Las tripulaciones a bordo del destructor Bagley (DD-386) inmediatamente entraron en acción, rompiendo el casillero de municiones listo para los cinturones de ametralladoras de calibre 50. Los artilleros pudieron disparar contra los primeros tres bombarderos de torpedos japoneses durante la primera ola, y apuntaron a los Vals atacantes en la segunda. Bagley fue uno de los primeros barcos estadounidenses en salir del puerto en busca del enemigo.




Los cruceros Honolulu (CL-48) y St. Louis (CL-49) comenzaron a abrirse con ametralladoras de calibre 30 y 50 y ametralladoras de 5 pulgadas / 25 calibres. Pronto, casi todos los barcos en el puerto apuntaban a los japoneses. Típico de la munición gastada fueron los números de Honolulu: 2.800 disparos de calibre 30, 4.500 disparos de calibre 50 y 250 disparos de calibre 5/25 fueron disparados durante el ataque.

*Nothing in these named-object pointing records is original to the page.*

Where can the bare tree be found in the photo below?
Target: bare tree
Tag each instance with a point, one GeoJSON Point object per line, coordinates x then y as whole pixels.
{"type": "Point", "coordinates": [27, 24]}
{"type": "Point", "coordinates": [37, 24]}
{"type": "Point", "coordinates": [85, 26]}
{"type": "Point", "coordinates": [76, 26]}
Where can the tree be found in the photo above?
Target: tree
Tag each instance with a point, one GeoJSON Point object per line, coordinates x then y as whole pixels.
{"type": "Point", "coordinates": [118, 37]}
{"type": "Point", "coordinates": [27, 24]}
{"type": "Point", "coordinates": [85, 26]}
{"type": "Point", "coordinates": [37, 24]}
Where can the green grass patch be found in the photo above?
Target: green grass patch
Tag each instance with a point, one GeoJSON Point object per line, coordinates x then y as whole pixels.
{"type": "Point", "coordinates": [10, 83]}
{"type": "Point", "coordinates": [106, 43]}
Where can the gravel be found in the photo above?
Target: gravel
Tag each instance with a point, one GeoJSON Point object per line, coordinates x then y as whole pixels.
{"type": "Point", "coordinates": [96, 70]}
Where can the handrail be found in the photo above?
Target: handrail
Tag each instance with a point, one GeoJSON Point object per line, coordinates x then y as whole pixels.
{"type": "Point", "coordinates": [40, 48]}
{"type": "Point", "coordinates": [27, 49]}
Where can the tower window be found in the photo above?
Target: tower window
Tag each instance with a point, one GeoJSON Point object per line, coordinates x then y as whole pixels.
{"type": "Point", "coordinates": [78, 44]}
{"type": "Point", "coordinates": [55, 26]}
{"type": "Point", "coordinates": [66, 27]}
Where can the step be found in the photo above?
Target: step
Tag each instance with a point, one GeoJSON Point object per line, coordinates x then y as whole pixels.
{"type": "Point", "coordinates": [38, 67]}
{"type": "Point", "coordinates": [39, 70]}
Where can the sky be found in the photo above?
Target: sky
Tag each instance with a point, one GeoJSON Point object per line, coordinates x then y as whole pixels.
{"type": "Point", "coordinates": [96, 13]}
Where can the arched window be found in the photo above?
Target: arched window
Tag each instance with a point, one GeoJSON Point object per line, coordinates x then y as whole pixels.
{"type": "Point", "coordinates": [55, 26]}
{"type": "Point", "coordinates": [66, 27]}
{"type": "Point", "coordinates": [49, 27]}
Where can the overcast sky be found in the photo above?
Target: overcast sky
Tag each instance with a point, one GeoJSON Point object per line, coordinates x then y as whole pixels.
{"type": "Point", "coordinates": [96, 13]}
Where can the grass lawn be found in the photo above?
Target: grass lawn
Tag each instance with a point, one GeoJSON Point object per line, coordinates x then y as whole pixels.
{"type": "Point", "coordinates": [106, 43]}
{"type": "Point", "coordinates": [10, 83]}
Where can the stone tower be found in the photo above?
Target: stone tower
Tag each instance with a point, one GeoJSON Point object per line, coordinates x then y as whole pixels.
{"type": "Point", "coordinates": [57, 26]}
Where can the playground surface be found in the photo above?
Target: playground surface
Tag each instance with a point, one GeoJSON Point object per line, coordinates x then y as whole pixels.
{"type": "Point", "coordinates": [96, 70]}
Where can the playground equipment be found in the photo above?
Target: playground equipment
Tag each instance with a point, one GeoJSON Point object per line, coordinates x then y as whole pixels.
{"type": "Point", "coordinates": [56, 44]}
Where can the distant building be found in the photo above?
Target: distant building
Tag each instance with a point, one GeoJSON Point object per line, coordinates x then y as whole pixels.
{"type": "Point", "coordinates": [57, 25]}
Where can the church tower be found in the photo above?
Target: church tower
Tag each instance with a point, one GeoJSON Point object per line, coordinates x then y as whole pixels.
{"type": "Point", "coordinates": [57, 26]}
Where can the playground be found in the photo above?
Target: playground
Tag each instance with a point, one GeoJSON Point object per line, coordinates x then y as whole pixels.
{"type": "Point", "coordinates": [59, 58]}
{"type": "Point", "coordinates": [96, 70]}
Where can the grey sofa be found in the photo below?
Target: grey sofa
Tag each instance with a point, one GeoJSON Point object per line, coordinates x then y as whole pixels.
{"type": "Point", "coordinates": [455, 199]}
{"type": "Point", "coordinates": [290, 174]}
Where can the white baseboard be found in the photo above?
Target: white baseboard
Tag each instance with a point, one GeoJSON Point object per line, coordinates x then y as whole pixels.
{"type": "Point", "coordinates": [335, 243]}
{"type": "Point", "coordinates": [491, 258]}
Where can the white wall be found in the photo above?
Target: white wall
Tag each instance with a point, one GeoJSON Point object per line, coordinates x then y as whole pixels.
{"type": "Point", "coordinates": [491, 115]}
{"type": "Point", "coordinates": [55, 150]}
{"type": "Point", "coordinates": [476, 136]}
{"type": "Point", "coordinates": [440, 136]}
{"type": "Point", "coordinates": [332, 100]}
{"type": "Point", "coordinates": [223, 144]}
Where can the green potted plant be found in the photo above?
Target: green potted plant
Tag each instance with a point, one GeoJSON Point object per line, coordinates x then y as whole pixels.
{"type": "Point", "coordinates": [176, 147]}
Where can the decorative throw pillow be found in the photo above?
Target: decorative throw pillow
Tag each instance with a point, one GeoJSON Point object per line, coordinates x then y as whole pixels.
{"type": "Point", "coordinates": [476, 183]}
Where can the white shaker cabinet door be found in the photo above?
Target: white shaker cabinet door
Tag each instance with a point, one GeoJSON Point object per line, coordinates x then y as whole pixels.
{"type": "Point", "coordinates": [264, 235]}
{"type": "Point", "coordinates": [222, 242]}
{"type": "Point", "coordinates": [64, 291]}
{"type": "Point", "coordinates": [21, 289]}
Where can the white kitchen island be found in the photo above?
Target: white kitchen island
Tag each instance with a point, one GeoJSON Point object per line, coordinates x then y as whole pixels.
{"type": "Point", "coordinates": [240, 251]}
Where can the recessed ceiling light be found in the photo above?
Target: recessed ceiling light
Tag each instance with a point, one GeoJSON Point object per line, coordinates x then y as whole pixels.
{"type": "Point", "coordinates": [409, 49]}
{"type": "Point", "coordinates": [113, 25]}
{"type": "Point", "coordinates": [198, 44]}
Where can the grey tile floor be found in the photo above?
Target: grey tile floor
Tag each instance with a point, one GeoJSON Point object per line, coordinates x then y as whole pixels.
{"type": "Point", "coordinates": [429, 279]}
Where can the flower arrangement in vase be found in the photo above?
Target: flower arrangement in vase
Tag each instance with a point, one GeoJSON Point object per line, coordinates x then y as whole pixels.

Poco después de que la segunda ola de ataque llegara al puerto, el tierno hidroavión Curtiss (AV-4) recibió un ataque con bomba de un Val que explotó en la cubierta principal, matando a veintiún marineros e hiriendo a cincuenta y ocho hombres. Los artilleros de Curtiss abrieron fuego contra el bombardeo de buceo Vals y anotaron un golpe directo cuando se detuvo de un ataque. El piloto del Val murió y su avión chocó contra Curtiss, golpeando la grúa delantera de estribor. El tanque de combustible del avión explotó y sus restos cayeron a la cubierta del barco donde se quemó, causando graves daños a las tuberías, las líneas de vapor y el cableado del barco.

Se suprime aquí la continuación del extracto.